Something I'm really digging right now that I learned from the book Mind To Matter is Dawson Church's EcoMeditation. Even though I start off each morning with a quick meditation, I will also try to find time in my day to do this 21-minute EcoMeditation. I've been traveling a ton lately and have adopted this meditation as my nightly evening routine. I found it to be quite good for sleep but also found it to be quite energizing for the day when done in the morning. Another very good series of meditations are from Joe Dispenza's book, Becoming Supernatural: How Common People Are Doing the Uncommon, which you can check out here.
There are also a couple of tools I regularly use to enhance meditation that I've found to really help out with taking my practice to the next level.
- Essential Oils. I dab a little bit of Third Eye Essential Oil on my third eye area, or the area right between my eyes. It supposedly increases the activity of the pineal gland just a little bit. I've found that it enhances my ability to be able to enter a deep meditative state. It's made by a Dr. Nick Berry of Essential Oil Wizardry. You can listen to my podcast with him here: Psychoactive Sleep Edibles, Essential Oil Wizardry, Cosmic Orgasms & More With Dr. Nick Berry.
- Vielight. Another thing that I found to really be able to enhance meditation is a Vielight. It's an infrared device that produces a gamma wave, which is very similar to what you get if you were in this deep state of meditation. I've found that it vastly improves the effects of meditation. It was originally developed for Alzheimer's and dementia, but it's also very effective for cognition. It's kind of like a smart drug that you wear on your head. Listen to my podcast “How To Use Low Level Light Therapy and Intranasal Light Therapy For Athletic Performance, Cognitive Enhancement & More.” to learn more about it.
- Psilocybin. The last thing I do to enhance meditation, on about a monthly basis, is take a microdose of psilocybin. I tried this after reading Steven Kotler's book, Stealing Fire, about how plant medicine and certain groups' celebratory worship, dance songs, etc. can be enhanced via the use of psilocybin. I'll also occasionally do this before I go to church, and I find that it makes my worship practice far more intense. Again, I'm not doing a trip dose or anything like that—I'm not seeing a unicorn rainbow coming out the head of the preacher. This small microdose of psilocybin just seems to enhance the merging of the left and right hemispheres of my brain, allowing me to more easily enter into that spiritual place.
This might seem out of the ordinary for a good Christian boy from North Idaho raised with a Judeo Christian background, but I truly believe that everything on God's good earth from psilocybin or hemp that grows from the earth or things created by people such as fermented beverages and synthetic LSD or MDMA, allow us to kind of hack the spiritual disciplines in the same way that we might hack the physical disciplines with blood flow restriction bands or an oxygen training mask for example.
After I have finished those five minutes or so of meditation (and I'm not using a timer or anything, this is just approximate), I then go into prayer.

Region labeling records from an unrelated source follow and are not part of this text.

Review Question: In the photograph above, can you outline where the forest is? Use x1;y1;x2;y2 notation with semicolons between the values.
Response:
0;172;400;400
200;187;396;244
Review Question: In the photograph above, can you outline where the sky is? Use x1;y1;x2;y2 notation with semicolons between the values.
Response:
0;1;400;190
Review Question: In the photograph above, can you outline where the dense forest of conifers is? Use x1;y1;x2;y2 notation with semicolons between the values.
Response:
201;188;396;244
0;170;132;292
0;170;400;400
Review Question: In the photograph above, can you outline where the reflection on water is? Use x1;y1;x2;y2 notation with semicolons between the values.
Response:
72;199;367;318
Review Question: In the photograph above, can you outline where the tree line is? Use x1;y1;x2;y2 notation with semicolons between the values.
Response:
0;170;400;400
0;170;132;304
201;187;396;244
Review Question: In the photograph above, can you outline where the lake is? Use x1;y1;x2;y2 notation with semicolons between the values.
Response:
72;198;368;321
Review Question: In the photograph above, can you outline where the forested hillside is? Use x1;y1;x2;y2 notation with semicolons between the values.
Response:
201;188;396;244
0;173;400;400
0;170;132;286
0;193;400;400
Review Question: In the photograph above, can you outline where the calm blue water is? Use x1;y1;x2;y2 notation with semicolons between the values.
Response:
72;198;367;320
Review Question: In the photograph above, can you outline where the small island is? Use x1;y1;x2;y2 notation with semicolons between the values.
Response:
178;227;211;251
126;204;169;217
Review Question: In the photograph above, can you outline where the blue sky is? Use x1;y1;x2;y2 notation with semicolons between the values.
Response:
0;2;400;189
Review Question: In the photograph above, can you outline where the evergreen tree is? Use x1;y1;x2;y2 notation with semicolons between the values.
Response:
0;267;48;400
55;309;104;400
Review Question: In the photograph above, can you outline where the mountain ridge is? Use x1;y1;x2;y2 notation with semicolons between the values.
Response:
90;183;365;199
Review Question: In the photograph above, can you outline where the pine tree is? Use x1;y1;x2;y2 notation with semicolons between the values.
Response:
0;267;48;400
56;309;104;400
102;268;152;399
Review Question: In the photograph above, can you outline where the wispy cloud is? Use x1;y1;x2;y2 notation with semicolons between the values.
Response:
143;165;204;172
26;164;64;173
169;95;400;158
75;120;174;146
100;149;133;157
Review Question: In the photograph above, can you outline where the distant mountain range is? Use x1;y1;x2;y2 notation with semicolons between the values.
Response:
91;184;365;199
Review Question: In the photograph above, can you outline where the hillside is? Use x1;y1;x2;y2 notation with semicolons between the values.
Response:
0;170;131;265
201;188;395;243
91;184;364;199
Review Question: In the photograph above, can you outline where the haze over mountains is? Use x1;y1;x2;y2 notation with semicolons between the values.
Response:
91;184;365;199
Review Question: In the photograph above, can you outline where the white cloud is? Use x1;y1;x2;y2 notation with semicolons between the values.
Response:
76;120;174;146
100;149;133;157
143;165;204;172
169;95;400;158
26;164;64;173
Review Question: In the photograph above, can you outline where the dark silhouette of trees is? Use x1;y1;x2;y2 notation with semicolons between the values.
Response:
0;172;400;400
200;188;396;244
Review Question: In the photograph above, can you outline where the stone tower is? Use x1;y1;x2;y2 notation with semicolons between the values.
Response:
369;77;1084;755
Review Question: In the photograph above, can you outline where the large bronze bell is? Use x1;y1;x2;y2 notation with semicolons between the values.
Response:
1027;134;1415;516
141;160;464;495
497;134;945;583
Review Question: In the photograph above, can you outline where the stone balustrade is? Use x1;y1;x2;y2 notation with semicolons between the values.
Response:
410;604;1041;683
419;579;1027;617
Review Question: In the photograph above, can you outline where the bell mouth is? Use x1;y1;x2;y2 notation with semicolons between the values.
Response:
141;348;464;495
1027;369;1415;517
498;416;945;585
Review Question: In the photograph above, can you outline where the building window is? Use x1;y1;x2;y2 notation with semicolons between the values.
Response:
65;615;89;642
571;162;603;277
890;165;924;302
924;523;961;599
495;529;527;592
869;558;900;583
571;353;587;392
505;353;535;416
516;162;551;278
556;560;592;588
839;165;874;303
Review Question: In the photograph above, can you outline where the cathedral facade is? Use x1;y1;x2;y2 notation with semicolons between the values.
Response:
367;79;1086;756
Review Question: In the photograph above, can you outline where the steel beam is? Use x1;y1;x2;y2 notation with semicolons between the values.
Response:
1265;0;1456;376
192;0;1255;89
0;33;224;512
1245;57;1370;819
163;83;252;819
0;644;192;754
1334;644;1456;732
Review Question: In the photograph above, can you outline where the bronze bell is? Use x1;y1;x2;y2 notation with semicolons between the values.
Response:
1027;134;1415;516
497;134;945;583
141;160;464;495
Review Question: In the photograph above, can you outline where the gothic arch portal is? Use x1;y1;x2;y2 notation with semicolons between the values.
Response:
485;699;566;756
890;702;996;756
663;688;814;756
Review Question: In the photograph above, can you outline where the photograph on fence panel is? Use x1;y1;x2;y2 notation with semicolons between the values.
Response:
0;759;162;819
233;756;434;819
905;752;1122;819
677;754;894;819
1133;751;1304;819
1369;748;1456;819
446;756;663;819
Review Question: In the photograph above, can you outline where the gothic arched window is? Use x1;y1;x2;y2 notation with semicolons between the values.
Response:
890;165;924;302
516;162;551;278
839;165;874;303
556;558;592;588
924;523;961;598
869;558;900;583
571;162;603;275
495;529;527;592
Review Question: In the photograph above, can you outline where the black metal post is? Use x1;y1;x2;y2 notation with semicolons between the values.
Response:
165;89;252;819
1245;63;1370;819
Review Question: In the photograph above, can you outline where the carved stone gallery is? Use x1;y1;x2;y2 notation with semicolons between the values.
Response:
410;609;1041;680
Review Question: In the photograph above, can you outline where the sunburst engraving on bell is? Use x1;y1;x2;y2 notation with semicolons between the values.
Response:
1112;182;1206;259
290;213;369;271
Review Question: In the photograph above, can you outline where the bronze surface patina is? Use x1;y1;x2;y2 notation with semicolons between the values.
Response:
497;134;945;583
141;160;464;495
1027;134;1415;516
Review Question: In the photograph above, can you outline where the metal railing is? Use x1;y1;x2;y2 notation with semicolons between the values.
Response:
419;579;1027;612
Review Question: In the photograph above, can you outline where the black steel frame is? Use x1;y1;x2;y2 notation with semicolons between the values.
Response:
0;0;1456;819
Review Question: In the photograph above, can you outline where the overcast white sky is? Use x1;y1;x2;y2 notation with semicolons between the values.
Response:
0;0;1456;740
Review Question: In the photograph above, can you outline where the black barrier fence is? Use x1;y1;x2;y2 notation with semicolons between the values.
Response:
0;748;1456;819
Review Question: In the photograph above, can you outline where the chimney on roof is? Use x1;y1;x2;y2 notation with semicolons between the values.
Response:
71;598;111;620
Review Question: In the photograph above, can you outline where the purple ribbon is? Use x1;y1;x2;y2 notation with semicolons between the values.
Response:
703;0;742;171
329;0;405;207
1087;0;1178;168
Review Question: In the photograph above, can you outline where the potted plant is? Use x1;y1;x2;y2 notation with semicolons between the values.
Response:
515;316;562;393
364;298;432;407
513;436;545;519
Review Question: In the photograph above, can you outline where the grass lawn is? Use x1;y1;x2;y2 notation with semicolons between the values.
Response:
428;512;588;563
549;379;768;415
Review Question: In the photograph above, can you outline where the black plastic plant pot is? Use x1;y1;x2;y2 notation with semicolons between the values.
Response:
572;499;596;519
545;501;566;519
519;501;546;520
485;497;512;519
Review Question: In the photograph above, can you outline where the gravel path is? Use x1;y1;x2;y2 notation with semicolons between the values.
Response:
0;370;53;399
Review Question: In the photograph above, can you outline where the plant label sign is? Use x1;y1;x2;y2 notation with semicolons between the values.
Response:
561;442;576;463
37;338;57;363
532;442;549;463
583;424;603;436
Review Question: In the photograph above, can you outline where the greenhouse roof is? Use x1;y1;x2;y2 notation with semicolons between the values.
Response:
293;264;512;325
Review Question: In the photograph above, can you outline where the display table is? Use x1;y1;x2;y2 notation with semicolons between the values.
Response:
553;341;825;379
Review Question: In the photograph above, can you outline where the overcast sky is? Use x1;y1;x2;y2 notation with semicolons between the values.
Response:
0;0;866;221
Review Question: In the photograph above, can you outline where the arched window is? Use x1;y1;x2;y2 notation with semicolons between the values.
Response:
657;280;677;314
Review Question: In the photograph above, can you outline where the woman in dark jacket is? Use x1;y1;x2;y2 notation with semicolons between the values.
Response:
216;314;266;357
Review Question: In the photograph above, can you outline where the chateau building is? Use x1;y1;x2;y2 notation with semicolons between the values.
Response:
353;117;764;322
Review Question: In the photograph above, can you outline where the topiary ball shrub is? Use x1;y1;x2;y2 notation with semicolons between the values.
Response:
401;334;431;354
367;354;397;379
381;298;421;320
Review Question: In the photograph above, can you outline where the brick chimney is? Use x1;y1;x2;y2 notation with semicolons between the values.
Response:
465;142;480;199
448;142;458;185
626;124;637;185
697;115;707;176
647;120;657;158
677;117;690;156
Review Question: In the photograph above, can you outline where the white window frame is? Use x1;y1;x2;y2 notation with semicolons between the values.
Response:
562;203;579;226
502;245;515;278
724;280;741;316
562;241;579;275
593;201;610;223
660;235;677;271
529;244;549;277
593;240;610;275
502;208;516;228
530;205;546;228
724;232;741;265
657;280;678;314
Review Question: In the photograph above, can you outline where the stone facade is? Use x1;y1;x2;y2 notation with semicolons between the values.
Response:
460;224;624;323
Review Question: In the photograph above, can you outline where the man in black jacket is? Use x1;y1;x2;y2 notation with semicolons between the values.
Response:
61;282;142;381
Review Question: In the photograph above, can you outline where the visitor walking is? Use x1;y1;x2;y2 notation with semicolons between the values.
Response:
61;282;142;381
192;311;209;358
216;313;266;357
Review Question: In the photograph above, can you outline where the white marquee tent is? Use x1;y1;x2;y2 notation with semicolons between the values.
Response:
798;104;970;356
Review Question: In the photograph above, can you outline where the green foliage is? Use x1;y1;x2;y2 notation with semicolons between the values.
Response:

There's just something incredibly settling about being able to talk to a higher power. I realize there are many people who may or may not believe in a higher power, but I find a great deal of hope and stability and a great feeling of foundation in my life when I know that in the spiritual realm, there is a great power that is in charge of my life that I can actually speak to on a daily basis. I was raised Christian, so for me, that's the Judeo Christian God. This morning it was about generosity and I was thanking God for his generosity to me, and at the same time praying that I would be able to offer that same generosity to others. Okay. So that was my prayer this morning.
Next, I get out of bed, go downstairs, and put on some hot water for a little cacao tea or some Kion Coffee. I've been drinking this stuff called MiCacao lately, which is a cacao shell tea that my friend Tucker Max turned me on to. It gives you this incredible hit of dopamine and theobromine and is a really, really cool way to start your day. It's especially good combined with sea salt, cinnamon, and stevia.
As the water for the coffee or tea or cacao is boiling and steeping, I spend about 10 to 15 minutes doing stretching and deep tissue work—meaning making love to a foam roller or doing a series of yoga stretches.
There's this really cool series of stretches I do called The Five Tibetan Rites, from the book The Five Tibetans: Five Dynamic Exercises for Health, Energy, and Personal Power, by Christopher Kilham, which are very similar to exercises you might see in Tai Chi. My friend, Stephen Cabral, who's been on my podcast before, did a podcast on them recently. If you don't know any stretches to do in the morning, these work really well. Just use a foam roller for a little while, then do these five exercises. Keep in mind, I'm always listening to something spiritual or uplifting during my morning stretching routine.
For this, there are a couple that I really like, including Our Daily Bread, The Solid Joys, Daily Devotional, and then the last one is just a guy named Gabriel Fernandes who prays over you (I convert his YouTube videos into audio using a YouTube to Mp3 website and then listen to them). I've found benefits from all of these, I'm giving you a few options so you can find one that speaks to you most. If you have little spots throughout the day where you're, say, out for a lunchtime stroll or commuting to work, you can listen to all of these to make good use of this time and build your spiritual muscles.
Once I've finished that and after I head down into my office, drink my coffee, read research articles, get ready for the day, and my family is awake, I gather them together to do our daily gratitude practice.
I've taught my boys to both get up in the morning and do the same study, meditation, and prayer practice that I do. The way I taught them to do this was pretty simple. I'd first crawl out of my bed, go into their bedroom, and do exactly what I just described to you that I do in my bed (read, meditate, pray). I would close my eyes and say something like, “Boys, right now dad's meditating on generosity,” then take a deep breath in through the nose, out through the mouth, and just walk them through it, and eventually they just started doing it on their own. My wife has her own practice in the morning, so after we've all completed our morning study, meditation, and prayer, we then all come together for our gratitude journaling.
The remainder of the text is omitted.